As noted above, the two-link robot equations are best re-organized for use by conventional ODE solvers. That version of the equations isolates the derivatives by inverting the ‘M’ matrix (which is 2×2, so easily inverted explicitly). This program is structured in the same way as the DC motor program, so the only section of interest is the ComputeDerivates() section. Java does not have any built-in support for matrices. Although matrix packages do exist, for this problem the matrix manipulations were written out explicitly (again, the maximum matrix size is 2×2). WARNING: in viewing this code note that in the matrix computations Java uses base-0 indexing while Modelica (and standard matrix notation) uses base-1 indexing. The computation of derivatives thus looks like

Figure 30:

The Java solution uses almost the same code as the Modelica solutions for PID control and for the path (supervisory) setpoint generation. The PID control is implemented as a full Java class, which makes it easier to work with than the equivalent solutions in Modelica. Otherwise, examination of the Java code shows very similar code sections to the Modelica code and, of course, produces the same result. Gnuplot is used for plotting and the corresponding script is included in the GitHub repository 25.

Gazebo/ROS

Gazebo is the default simulator used by Robot Operating System (ROS) developers both in academia and industry for simulation-based prototyping and evaluation. This is because Gazebo was designed with a robust integration to the ROS framework – enabling easy communication interface using standard ROS methods such as topics and services 26. Within the ROS framework, Gazebo can be used as a node which handles the physics-based interaction between rigid-bodies and the environment, as well as sensors, etc. In this section, the robot modeling, control, and ROS communication specifics to achieve the desired task for the two-DOF robot are discussed.

Robot Modeling

Robot models in Gazebo are defined by a tree structure of interconnected rigid bodies. The rigid body parameters are defined using XML-based formats such as Simulation Description Format (SDF) or Unified Robot Description Format (URDF). The URDF is native to ROS and thus is the more prominent of the two formats when operating in the ROS framework. The URDF provides definitions for the robot links (inertial properties, collision and visual properties), joints (kinematic and dynamic properties), transmission and, with added Gazebo tags, control plugins and geometric materials.

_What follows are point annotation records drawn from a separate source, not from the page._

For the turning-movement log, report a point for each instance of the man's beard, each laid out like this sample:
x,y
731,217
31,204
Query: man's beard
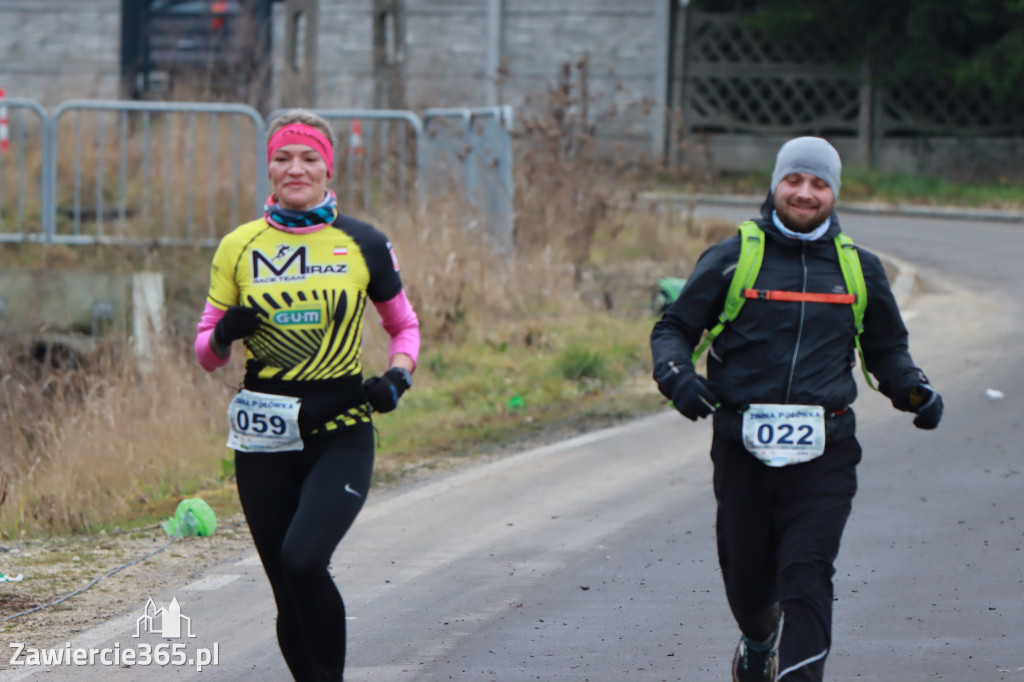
x,y
802,223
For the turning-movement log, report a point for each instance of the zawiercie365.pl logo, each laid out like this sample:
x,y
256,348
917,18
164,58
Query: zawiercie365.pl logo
x,y
168,623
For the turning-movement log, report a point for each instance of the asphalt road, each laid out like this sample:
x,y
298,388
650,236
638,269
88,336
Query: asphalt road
x,y
594,558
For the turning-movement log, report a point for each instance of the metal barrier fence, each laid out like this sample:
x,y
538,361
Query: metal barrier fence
x,y
164,174
470,150
22,188
185,173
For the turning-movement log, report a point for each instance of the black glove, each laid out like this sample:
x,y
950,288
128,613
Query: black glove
x,y
238,323
693,398
383,392
927,403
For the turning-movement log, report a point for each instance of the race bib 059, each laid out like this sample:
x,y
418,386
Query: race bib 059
x,y
264,423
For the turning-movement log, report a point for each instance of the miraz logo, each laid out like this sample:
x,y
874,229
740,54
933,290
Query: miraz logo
x,y
295,267
296,317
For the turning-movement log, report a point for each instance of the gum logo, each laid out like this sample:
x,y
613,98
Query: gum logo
x,y
293,317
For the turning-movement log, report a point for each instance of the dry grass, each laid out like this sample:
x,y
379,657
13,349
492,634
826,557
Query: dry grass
x,y
88,438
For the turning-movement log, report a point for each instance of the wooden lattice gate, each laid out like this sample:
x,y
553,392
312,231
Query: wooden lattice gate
x,y
735,95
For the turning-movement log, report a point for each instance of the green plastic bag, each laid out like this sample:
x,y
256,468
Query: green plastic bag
x,y
193,517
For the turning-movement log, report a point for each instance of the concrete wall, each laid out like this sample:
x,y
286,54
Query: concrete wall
x,y
52,50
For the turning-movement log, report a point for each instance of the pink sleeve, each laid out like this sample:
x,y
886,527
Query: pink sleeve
x,y
208,359
399,321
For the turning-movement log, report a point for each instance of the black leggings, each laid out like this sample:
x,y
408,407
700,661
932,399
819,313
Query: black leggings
x,y
299,506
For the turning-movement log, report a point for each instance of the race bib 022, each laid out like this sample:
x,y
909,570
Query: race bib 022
x,y
783,434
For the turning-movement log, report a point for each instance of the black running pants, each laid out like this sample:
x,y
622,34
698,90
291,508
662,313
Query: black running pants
x,y
299,505
778,536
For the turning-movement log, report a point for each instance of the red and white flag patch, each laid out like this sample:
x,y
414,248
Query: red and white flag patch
x,y
394,258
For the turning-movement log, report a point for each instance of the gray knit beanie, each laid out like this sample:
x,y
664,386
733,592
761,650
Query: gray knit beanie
x,y
808,155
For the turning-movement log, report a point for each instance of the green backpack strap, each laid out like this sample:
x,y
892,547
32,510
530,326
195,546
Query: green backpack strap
x,y
752,251
853,274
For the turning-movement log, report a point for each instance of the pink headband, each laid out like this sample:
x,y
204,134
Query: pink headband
x,y
300,133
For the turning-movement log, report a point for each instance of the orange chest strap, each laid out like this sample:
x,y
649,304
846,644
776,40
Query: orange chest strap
x,y
772,295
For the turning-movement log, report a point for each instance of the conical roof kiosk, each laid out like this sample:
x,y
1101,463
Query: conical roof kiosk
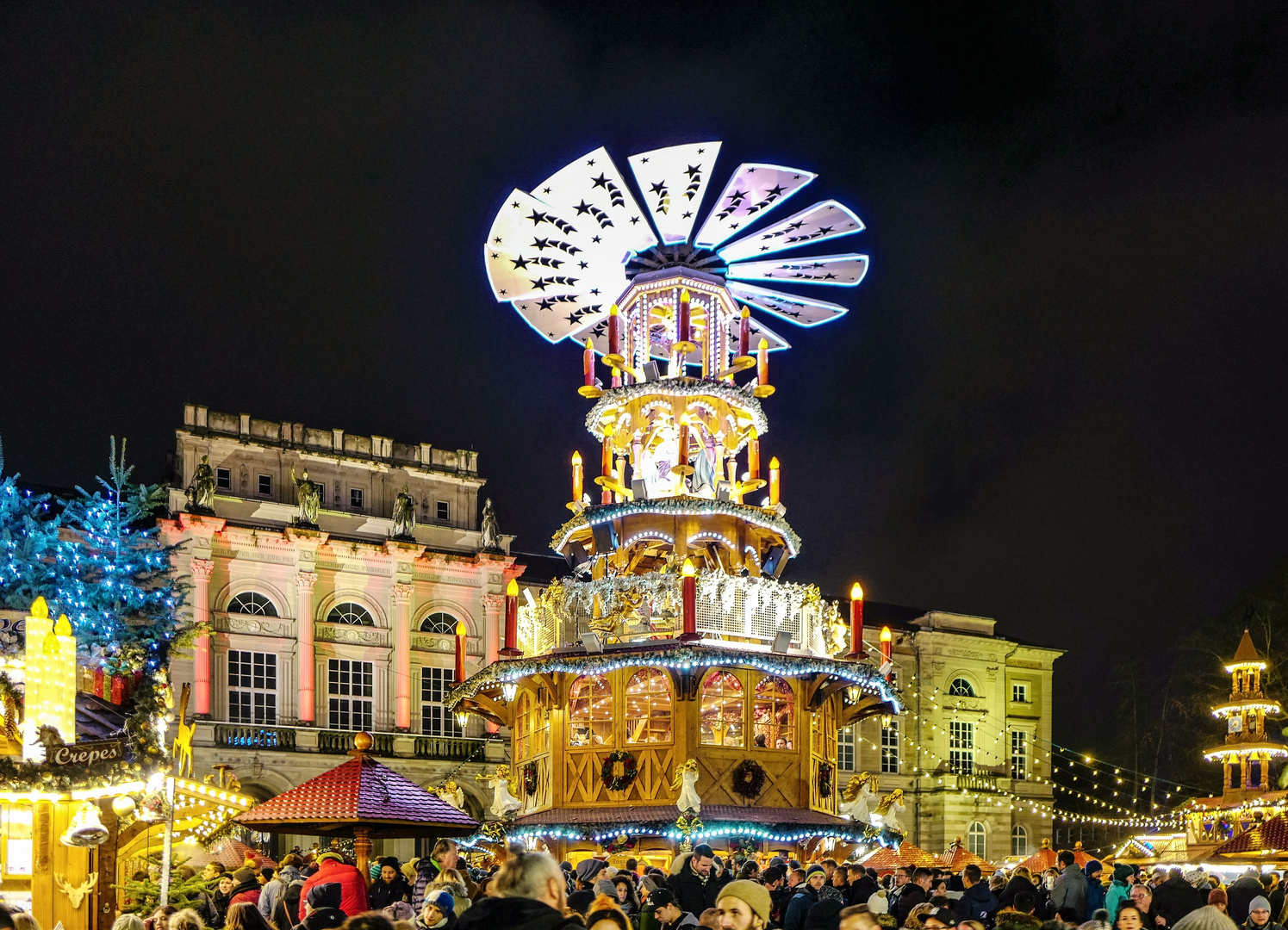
x,y
674,690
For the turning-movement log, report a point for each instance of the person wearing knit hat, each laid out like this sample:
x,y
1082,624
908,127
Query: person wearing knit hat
x,y
744,904
1206,919
439,911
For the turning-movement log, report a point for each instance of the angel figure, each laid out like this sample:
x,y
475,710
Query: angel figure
x,y
452,794
687,774
858,797
887,812
504,803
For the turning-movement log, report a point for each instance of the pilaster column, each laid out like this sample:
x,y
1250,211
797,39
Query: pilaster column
x,y
402,656
304,582
494,615
201,572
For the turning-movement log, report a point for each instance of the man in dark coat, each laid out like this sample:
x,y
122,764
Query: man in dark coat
x,y
1241,894
1176,896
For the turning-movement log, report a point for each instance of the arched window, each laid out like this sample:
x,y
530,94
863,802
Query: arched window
x,y
532,728
351,613
721,709
648,707
439,623
773,714
590,711
252,603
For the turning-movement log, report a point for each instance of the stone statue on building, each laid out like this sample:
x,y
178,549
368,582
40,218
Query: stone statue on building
x,y
307,499
201,493
405,516
491,535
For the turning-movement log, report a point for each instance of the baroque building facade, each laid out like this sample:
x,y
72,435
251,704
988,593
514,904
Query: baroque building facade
x,y
314,633
971,750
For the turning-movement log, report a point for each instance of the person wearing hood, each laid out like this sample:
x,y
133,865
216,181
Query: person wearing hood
x,y
439,911
353,889
322,907
273,890
1095,888
1173,898
1119,889
976,901
246,888
806,898
1020,883
390,886
694,880
1259,916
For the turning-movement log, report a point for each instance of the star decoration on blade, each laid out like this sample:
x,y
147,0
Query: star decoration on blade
x,y
562,254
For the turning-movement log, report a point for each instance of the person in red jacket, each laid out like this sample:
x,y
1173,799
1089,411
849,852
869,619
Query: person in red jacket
x,y
333,868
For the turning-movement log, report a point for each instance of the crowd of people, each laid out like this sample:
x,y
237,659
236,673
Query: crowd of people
x,y
532,891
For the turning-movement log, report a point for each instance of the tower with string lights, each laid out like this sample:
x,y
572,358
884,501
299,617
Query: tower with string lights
x,y
674,690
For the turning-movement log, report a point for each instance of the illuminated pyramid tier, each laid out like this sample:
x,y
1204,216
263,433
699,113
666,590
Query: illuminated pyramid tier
x,y
674,647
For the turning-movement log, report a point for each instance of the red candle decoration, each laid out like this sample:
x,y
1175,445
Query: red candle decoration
x,y
856,649
689,595
460,649
512,620
681,319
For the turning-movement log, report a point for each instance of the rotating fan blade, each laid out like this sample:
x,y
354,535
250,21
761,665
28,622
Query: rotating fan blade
x,y
562,316
824,220
673,182
751,192
532,251
843,270
790,307
593,189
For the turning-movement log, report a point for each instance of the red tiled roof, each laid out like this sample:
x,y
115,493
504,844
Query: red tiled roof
x,y
1272,835
361,790
889,859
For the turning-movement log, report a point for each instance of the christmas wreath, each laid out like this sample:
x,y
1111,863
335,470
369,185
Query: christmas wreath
x,y
749,779
824,779
629,771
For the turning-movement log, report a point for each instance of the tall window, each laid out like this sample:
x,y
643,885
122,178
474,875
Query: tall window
x,y
773,714
1019,753
845,748
590,711
648,707
961,746
351,613
532,727
349,690
439,623
890,746
252,687
1019,840
252,603
434,719
720,710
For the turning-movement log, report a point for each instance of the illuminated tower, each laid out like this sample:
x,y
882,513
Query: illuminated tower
x,y
1247,751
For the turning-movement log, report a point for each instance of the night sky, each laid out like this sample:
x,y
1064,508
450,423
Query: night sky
x,y
1058,398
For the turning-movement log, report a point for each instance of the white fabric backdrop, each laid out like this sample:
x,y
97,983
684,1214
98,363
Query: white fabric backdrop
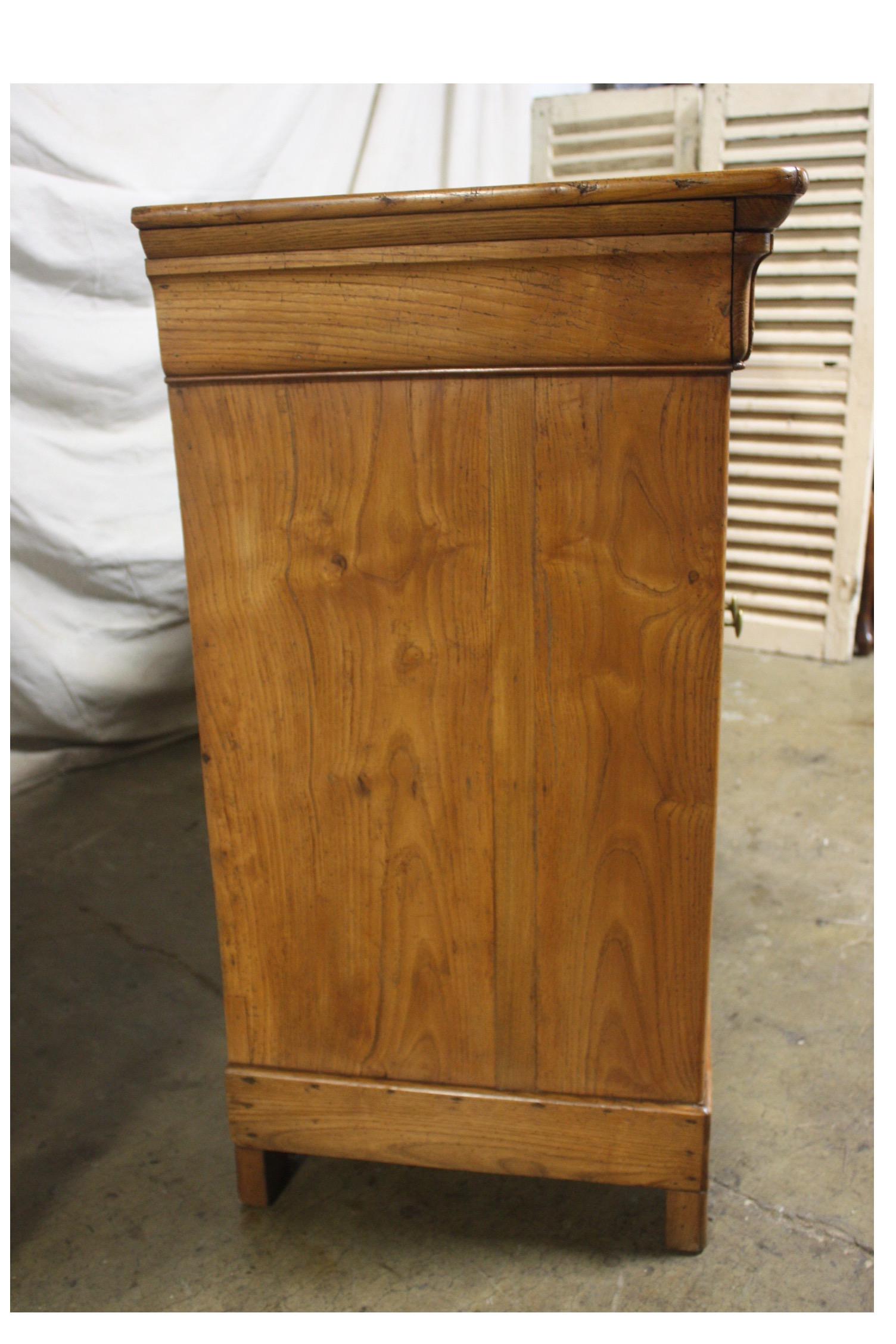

To create a new model, Gazebo provides a model editor which offers simple geometric shapes such as cylinders, spheres and cubes. One may compose the model graphically using the model editor or programmatically using the URDF. Gazebo also allows for custom 3D meshes to be imported. In this work, the two-link robot model (with a stand) was created in URDF using Gazebo-defined cylindrical shapes (see Figure 31 ) following the parameters defined in false .

Figure 31: Two-DOF robot model spawned in Gazebo.

Robot Control

The most common way of implementing closed-loop control of a robot model in the Gazebo-ROS environment is via the ROS Control package 27. The ROS Control package is a set of controller plugins which processes joint state data and desired input data to determine expected output for actuation. The package provides various types of controllers: effort-based, position-based, velocity-based, state controller, etc. In this work, two types of effort-based controllers and one state controller are used for the task:

effort_controllers/JointPositionController: tracks individually commanded joint positions.
effort_controller/JointTrajectoryController: tracks commanded joint trajectories.
joint_state_controller/JointStateController: publishes the states of all joints in the model.

The effort-based controllers compute desired forces/torques to joints based on state of the model and desired behavior. These controllers are PID-based and their parameters are defined in a control configuration file.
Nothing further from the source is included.